Кроме того, работа становилась только интереснее. Холли Перман – та еще злючка. Она заявила, что не хочет, чтобы он ее снова целовал, но Франко чувствовал – ее одолевают совсем иные желания. Холли сказала, что он ей не нравится, но в ее бирюзовых глазах, следящих за ним, он уже не видел прежней злобы.
Поэтому оставшиеся пять недель, возможно, совсем не будут бесполезной тратой времени.
– Еще кофе? – предложил Джош, и Франко кивнул.
Над горячей жидкостью поднимались завитки пара.
– Значит, Холли оставила тебя на винограднике одного?
– На время, пока она дает интервью на радиостанции. – Она уже дала не менее десяти интервью после объявления финалистов конкурса. – Холли приедет с минуты на минуту.
– Тем не менее, – произнес Джош, наливая себе кофе и беря кусок кекса, – Холли никому не доверяет свои виноградные лозы.
– Я заметил.
– Должно быть, она считает тебя чертовски хорошим работником.

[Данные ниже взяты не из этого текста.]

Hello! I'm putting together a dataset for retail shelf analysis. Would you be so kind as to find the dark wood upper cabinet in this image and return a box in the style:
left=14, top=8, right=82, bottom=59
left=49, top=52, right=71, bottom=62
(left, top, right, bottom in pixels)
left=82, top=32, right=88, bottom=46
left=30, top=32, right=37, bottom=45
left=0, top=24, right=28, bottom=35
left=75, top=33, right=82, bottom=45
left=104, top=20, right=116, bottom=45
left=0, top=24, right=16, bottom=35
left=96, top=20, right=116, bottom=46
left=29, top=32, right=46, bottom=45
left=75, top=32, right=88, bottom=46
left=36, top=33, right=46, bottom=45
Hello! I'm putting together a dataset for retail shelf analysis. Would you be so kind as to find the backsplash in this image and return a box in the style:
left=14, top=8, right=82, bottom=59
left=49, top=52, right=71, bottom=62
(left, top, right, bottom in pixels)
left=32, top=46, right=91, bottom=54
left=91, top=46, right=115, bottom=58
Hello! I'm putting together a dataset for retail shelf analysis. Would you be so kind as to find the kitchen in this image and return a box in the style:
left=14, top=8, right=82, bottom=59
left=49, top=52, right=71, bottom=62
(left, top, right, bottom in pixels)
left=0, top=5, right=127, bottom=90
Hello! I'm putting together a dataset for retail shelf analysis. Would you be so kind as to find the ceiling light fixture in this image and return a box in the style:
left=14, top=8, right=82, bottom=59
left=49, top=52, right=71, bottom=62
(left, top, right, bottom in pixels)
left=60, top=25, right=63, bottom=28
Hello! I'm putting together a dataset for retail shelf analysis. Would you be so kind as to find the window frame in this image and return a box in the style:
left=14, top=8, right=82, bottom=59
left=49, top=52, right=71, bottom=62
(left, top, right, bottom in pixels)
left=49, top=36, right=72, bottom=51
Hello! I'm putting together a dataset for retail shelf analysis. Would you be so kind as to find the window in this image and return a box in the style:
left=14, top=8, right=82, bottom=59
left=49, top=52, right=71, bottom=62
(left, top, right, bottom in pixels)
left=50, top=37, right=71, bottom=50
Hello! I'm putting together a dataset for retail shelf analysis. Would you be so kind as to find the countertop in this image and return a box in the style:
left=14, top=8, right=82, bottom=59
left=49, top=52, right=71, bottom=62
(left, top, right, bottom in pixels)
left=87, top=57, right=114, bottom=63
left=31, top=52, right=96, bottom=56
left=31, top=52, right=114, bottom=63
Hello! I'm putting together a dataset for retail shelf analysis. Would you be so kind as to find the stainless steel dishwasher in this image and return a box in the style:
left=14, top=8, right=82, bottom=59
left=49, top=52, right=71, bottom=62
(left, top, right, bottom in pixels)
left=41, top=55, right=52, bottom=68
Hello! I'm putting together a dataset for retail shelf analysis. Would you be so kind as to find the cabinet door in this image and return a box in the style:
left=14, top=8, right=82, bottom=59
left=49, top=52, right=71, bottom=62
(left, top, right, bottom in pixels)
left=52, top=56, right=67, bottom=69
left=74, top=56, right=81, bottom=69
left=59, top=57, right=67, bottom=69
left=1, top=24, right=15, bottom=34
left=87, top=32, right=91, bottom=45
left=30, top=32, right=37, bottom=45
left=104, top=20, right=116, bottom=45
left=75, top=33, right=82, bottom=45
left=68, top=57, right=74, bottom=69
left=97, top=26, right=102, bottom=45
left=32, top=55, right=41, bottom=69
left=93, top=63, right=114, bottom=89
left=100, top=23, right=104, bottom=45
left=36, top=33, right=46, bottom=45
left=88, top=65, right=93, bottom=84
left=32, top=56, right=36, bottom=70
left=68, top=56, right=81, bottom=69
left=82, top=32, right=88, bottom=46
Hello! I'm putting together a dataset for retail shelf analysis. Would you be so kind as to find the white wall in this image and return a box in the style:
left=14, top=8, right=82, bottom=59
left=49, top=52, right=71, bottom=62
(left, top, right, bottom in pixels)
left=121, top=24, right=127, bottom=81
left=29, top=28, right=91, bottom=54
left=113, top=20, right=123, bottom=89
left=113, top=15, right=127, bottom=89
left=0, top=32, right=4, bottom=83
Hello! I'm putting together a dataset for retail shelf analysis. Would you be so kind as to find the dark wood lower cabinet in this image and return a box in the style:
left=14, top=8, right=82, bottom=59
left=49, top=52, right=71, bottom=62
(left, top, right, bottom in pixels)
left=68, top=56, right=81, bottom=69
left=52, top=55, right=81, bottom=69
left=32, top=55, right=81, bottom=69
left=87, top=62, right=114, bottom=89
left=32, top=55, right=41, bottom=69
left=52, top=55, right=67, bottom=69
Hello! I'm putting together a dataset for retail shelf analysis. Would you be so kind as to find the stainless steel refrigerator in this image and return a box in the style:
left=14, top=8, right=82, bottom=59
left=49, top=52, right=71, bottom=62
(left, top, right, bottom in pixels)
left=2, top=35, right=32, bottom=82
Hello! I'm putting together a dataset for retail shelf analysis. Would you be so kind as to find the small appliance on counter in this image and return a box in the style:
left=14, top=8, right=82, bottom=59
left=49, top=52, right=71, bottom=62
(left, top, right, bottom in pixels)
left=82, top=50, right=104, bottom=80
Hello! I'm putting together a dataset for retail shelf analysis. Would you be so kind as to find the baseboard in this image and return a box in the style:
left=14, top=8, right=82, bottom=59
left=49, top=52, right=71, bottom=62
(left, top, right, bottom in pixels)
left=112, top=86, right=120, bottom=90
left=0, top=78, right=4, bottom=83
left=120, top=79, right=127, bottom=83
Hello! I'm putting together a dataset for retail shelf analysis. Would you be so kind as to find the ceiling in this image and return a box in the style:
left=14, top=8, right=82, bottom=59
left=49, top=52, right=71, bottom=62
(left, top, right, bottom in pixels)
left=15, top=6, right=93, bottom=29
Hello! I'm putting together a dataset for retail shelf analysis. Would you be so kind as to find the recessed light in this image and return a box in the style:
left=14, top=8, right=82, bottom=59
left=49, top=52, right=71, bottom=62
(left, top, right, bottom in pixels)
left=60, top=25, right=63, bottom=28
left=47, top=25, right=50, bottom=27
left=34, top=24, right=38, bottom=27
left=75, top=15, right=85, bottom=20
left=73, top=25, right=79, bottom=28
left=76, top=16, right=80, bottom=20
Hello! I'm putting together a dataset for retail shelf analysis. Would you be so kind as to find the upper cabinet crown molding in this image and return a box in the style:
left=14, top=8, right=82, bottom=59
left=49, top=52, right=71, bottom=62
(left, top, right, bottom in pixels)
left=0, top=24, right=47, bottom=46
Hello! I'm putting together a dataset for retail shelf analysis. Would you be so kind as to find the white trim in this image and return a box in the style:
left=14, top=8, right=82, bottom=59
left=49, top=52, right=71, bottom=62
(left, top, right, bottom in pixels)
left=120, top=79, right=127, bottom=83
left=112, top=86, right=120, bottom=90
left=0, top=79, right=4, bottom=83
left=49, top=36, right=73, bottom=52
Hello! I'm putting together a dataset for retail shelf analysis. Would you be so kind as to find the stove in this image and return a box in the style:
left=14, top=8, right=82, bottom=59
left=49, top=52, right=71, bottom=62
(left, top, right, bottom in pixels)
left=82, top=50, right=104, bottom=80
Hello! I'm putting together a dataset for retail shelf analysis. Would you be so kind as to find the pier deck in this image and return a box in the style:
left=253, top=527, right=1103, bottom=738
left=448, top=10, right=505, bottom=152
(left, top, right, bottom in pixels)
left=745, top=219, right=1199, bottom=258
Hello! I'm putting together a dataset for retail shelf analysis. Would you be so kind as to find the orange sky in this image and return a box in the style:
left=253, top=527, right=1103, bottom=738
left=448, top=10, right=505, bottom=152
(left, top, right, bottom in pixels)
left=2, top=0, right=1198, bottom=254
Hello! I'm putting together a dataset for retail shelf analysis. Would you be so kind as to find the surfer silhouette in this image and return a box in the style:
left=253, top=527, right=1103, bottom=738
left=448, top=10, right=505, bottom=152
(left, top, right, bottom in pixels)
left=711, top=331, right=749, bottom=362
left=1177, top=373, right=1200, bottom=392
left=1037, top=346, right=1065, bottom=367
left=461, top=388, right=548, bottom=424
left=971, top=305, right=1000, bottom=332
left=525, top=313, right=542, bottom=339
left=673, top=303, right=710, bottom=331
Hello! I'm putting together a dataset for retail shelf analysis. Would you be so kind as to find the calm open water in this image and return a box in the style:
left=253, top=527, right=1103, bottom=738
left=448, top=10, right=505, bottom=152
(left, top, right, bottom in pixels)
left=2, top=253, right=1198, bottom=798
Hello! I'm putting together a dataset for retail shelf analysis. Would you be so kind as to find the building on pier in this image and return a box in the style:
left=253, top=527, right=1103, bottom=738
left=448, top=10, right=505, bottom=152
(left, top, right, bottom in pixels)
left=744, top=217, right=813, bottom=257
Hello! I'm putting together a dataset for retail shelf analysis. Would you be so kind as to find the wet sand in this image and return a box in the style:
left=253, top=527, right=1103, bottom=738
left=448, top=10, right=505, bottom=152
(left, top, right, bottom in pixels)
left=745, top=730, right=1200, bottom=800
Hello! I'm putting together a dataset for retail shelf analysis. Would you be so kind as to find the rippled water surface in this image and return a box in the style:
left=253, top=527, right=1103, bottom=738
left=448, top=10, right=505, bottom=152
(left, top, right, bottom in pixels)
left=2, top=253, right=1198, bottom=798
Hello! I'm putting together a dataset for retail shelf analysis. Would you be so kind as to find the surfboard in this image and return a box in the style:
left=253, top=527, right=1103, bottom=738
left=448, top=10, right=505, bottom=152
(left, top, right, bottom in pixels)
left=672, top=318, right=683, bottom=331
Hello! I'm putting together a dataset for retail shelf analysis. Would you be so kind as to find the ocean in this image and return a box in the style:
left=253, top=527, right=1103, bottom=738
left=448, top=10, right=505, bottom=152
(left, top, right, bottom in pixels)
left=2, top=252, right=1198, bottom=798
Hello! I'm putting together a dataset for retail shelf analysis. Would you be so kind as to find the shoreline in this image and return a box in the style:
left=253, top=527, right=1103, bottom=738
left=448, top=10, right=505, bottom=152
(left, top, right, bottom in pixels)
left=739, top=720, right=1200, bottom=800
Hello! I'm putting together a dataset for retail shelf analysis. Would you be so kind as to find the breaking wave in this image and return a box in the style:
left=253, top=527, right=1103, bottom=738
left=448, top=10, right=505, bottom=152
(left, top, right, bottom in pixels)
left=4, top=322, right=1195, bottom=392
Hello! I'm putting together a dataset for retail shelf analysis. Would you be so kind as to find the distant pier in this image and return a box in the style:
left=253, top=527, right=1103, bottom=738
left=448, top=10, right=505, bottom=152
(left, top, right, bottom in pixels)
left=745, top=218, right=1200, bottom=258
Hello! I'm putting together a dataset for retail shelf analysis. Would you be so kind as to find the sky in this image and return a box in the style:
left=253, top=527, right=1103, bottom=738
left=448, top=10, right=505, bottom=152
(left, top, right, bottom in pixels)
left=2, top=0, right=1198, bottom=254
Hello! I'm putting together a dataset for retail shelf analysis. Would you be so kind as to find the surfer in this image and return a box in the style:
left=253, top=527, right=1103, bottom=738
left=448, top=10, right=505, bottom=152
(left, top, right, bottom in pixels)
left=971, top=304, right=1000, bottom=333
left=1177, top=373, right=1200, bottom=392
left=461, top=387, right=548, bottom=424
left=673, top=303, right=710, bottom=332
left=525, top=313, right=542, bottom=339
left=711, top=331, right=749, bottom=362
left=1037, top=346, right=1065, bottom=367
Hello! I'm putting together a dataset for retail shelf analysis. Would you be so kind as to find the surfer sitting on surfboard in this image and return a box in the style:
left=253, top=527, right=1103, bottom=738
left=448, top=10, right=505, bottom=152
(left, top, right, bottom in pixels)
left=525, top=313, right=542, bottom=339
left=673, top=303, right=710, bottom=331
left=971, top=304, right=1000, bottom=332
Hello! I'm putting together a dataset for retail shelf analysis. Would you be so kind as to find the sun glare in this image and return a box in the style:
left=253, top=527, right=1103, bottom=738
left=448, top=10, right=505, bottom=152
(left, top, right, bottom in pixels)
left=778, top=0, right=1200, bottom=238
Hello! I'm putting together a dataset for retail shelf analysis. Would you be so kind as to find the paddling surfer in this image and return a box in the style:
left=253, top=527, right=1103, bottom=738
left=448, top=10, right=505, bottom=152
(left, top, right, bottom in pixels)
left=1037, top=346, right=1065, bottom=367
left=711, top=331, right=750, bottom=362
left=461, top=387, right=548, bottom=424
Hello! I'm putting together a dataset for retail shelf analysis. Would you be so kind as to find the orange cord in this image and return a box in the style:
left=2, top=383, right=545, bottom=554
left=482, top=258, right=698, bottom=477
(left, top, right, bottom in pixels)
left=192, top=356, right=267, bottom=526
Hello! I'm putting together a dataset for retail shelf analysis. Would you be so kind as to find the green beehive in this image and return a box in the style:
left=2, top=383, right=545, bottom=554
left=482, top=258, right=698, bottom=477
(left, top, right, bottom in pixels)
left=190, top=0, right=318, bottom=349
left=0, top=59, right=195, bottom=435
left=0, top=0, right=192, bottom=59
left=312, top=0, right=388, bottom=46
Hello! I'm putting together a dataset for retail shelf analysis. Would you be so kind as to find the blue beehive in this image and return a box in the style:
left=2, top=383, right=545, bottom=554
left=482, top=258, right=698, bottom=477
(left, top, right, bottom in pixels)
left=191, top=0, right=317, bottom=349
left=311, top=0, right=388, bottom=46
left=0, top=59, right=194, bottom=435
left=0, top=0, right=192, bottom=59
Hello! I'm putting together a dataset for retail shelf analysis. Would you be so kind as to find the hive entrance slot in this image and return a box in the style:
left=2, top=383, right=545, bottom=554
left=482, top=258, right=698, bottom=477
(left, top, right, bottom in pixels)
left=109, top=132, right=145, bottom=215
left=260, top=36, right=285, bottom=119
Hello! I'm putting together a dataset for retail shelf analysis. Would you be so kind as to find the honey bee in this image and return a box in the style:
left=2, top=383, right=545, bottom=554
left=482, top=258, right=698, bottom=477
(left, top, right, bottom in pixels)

Они говорят об одной и той же Холли Перман? Кто знает, что у нее на уме? Он точно не знал.
– В этом я не уверен, – сказал Франко.
Какое-то время они молча пили кофе, потом Джош произнес:
– Ты слышал о вечеринке?
– О какой вечеринке?
– У Мамы Анжелы. Анжела Чаваро, живущая по соседству, устраивает в пятницу вечеринку в честь Холли, чтобы отпраздновать ее номинацию. Приглашается вся округа.
– Ну, если пригласили всю округу, значит, и я там буду.
Джош только кивнул. Прожевав кекс и запив его кофе, он спросил:
– Она тебе нравится, да?
Что, черт побери, происходит? Неужели Джош никак не забудет резинку для волос, которую Франко отдал Холли?
– Кто, Анжела? – Франко прикинулся тупым. —
Я ее не знаю.
– Нет, Холли. Тебе нравится Холли?
Франко быстро заморгал.
– Она и Гус отлично работают, – сказал он, тщательно подбирая слова. – И ты им хорошо помогаешь.
– Она всем здесь нравится.
Франко кивнул:
– С-согласен. – Он взболтал кофе в кружке и отпил еще немного.
– Но однажды она обожглась. Тот богатый парень обещал ей золотые горы. Но он просто хотел отобрать у нее виноградники.